According to University of Malawi’s Centre for Research (CSR) acting director Professor Blessings Chinsinga the Wash identified three qualitatively different barrier types people with disabilities face in accessing safe water, sanitation and hygiene.
“There are, one, physical barriers which comprise environmental factors such as uneven terrain or muddy ground as well as barriers associated with built infrastructure such as steps or inappropriate pump handles,” he says.

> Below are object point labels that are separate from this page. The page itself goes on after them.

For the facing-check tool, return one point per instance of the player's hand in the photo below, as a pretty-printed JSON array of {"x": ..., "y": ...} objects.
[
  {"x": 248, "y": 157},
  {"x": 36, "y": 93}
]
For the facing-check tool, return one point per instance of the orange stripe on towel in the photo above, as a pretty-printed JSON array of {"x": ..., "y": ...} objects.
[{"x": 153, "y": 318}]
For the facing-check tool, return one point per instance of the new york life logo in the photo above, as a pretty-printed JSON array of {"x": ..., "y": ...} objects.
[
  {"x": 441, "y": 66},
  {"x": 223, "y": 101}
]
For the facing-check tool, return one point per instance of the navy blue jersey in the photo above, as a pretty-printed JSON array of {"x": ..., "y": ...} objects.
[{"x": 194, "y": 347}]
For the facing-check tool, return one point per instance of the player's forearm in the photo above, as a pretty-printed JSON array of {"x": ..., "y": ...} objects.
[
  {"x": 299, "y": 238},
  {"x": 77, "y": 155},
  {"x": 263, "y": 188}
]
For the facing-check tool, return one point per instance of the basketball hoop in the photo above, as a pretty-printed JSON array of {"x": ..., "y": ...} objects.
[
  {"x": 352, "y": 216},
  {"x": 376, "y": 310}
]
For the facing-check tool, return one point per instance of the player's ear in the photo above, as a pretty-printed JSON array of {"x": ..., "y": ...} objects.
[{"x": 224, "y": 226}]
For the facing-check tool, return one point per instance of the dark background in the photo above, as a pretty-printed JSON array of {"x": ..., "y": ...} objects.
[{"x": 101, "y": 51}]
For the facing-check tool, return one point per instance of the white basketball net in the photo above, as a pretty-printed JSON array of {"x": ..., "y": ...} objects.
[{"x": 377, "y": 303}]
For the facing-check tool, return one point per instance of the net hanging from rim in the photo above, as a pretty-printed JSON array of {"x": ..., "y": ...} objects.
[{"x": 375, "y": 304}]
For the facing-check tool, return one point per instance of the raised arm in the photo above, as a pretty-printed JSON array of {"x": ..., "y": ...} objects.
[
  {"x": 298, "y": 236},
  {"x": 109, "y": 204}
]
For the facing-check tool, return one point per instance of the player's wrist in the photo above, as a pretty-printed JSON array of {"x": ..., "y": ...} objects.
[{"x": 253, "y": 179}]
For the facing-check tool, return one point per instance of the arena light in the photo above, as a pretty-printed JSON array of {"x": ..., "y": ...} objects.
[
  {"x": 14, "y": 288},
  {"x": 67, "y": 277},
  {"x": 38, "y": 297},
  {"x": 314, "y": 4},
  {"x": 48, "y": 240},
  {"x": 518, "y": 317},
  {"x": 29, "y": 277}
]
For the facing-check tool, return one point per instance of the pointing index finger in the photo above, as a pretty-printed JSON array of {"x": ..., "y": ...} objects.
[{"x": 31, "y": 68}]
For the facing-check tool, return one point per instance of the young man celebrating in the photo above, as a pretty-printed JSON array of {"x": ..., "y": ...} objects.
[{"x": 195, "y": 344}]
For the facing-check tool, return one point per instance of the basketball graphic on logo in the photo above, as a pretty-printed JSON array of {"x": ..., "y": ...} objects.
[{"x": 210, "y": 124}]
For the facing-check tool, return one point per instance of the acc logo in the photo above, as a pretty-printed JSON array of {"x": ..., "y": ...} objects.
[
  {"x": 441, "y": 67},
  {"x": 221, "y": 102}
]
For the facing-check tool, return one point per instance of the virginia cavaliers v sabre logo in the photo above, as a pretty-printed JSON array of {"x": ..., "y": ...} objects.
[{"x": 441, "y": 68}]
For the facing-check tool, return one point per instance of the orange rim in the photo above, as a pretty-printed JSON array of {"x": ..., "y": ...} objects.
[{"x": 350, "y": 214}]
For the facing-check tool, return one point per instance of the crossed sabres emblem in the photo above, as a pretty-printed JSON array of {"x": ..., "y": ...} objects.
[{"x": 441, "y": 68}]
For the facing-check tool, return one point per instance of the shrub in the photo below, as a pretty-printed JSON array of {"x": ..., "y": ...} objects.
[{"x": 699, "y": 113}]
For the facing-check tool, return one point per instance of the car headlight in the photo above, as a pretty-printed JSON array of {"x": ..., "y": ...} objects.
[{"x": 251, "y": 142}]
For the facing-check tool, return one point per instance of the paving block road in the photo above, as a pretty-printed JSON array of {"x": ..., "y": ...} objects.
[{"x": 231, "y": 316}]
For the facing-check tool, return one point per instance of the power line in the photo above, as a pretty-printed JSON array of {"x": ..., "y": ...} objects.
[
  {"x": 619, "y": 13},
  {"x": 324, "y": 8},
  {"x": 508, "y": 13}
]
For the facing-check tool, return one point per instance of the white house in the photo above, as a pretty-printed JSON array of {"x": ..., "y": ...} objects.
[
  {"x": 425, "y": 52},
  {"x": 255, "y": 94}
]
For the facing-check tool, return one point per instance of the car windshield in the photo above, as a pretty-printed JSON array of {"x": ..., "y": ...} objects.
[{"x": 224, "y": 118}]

He adds that there are also institutional barriers which include policies and institutions within the water and sanitation sector that overlook the needs of disabled people or prevent their participation in the design and delivery of water and sanitation related activities.
Lastly, notes Chinsinga, there are social barriers that arise through interaction with other people and result from cultural beliefs or practices and stigma attached to impairments.
The Wash and Disability study began in 2014 and is expected to come to an end this year .
It is collaboration between London School of Hygiene and Tropical Medicine, WEDC, Mzuzu University and the Centre for Social Research and the University of Malawi.
The study is being funded by Australian Aid, and Federation for the Disabled People in Malawi is also among partners in the research.